Google's Instant Search feature is part of the regular Google search site. You no longer have to type in your search terms and click "Search Google" to see a list of results. After all, who has time for that? Now you go to the Google search page and just begin typing. The results start appearing as Google predicts what you are going to finish typing. Your typed string displays in black and the Google predictive text displays in gray.
In the above example, I typed the search string, "progra" and you can see Google predicted program management, programming, program analyst, etc. It immediately filtered for the number 1 predicted choice, program management, and did so in about .24 seconds.
Search is now much more interactive and actually a bit quicker. The service launched in US, France, Germany, Italy, Russia and Spain. It is supported by Chrome, Firefox, Safari and Internet Explorer 8. Instant Search only works using a regular browser but Google says a mobile version is coming.
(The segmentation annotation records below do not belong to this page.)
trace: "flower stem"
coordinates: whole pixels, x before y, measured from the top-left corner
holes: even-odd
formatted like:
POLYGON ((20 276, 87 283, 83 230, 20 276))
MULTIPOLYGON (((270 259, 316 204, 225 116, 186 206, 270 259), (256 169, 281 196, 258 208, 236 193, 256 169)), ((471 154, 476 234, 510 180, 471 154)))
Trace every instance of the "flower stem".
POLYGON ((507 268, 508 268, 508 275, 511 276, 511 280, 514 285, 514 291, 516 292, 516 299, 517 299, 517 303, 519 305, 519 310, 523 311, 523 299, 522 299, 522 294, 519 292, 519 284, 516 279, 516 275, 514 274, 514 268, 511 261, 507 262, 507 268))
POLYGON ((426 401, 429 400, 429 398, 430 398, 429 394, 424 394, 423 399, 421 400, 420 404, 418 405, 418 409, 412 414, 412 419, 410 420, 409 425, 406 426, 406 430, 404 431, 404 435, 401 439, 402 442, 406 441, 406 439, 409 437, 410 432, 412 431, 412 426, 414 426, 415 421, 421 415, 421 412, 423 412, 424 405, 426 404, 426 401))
You can turn Instant Search off if you don't like it. There is an on/off toggle next to the search box or you can go into your Google Search Settings and disable it.
Instant Search: Behind the Scenes
Google estimated that this new technology would increase the results pages for a typical search 5 - 7 times. Not only did they increase their server capacity to accommodate Instant Search but they implemented smarter technology as well. In the Google official blog, they point to several server-side technology improvements, including:
- Better Caching: A solid caching strategy can add efficiency and performance as commonly requested data is loaded into server memory for super quick access.
- User-State Data: Google also started saving user-state data on their servers in an effort to keep track of what was already displayed to the user. This way, they don't need to re-fetch data already in the user's browser.
Google didn't really provide any more technical explanation from the server side of the equation. In order to analyze what's going on with the client-side, you need to launch your favorite browser development tool. I use Firebug as my browser runtime analyzer. It turns out that Google is doing an Ajax GET request on every key press.
You can see that Google is executing the GET command for each letter typed. If you add and remove letters from the search string, you will also notice that Google doesn't execute a new GET as it has what it needs for the query. This is very efficient.